Blaisdell v. Harvey

This is an action of debt on bond, originally brought in the Common Pleas Division, and, jury trial not being claimed, certified to and heard by a single justice in the Appellate Division. July 16, 1903, decision was rendered for the plaintiff for the penal sum of the bond; July 21, defendant filed notice of her intention to file a petition for a new trial and the time to file the statement required by law was extended to July 22, and then to August 27; August 27 defendant's statement was filed; September 26, the time for filing the petition having expired and none having been filed, judgment was rendered for the plaintiff, as of July 16, for $500. Defendant then moved that the bond should be chancerized by a jury, under Gen. Laws cap. 246, § 4, and the case was sent to the Common Pleas Division for that purpose.

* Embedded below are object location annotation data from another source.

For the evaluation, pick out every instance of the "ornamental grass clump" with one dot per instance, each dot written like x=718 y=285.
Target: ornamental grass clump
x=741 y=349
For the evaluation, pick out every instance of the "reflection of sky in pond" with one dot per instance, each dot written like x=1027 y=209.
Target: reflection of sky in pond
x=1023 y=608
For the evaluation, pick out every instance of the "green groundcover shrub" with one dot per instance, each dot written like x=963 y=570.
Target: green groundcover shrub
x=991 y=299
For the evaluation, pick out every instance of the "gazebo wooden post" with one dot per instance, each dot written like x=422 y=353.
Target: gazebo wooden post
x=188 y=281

November 7 damages were assessed by a jury, and the bond was chancerized for $477.12. November 12 defendant again filed notice of intention to petition for a new trial, and the time for filing her statement was extended to December 18. On that day defendant filed a statement and a petition for a new trial on various grounds, none of which are insisted on except that the decision of the justice, rendered July 16, was against the evidence and the weight thereof.

We do not see how we can entertain this petition under the statutes on the subject of new trials. Pub. Laws, 1897, chapter 451, provides that the course of proceeding to obtain a new trial, after decision by a single justice in a case where a jury trial had been waived, should be the same as after verdict or decision in the Common Pleas Division as set out in chapter 251 of the General Laws. Chapter 251 requires that within a fixed time after decision the steps therein provided for shall *Page 574 be begun, and that within fifteen days after the statement is filed the petition for new trial shall be filed. When the defendant failed to file her petition within the time limited by law she lost her privilege of disputing the correctness of the decision, and final judgment ensued according to law.

There is no provision in the statutes for filing a petition for a new trial after judgment, except that of sections 1 and 2 of chapter 251, which are not applicable to this case.

If the petitioner were simply asking for a reassessment of damages, the question might not be so simple. Whether the provisions of section 5, granting the privilege to apply for a new trial "in proceedings for assessment of damages for taking of property," include the chancerization of a bond by a jury may well be doubted.

The petition will be dismissed, and execution will issue upon the judgment for the amount assessed by the jury and costs.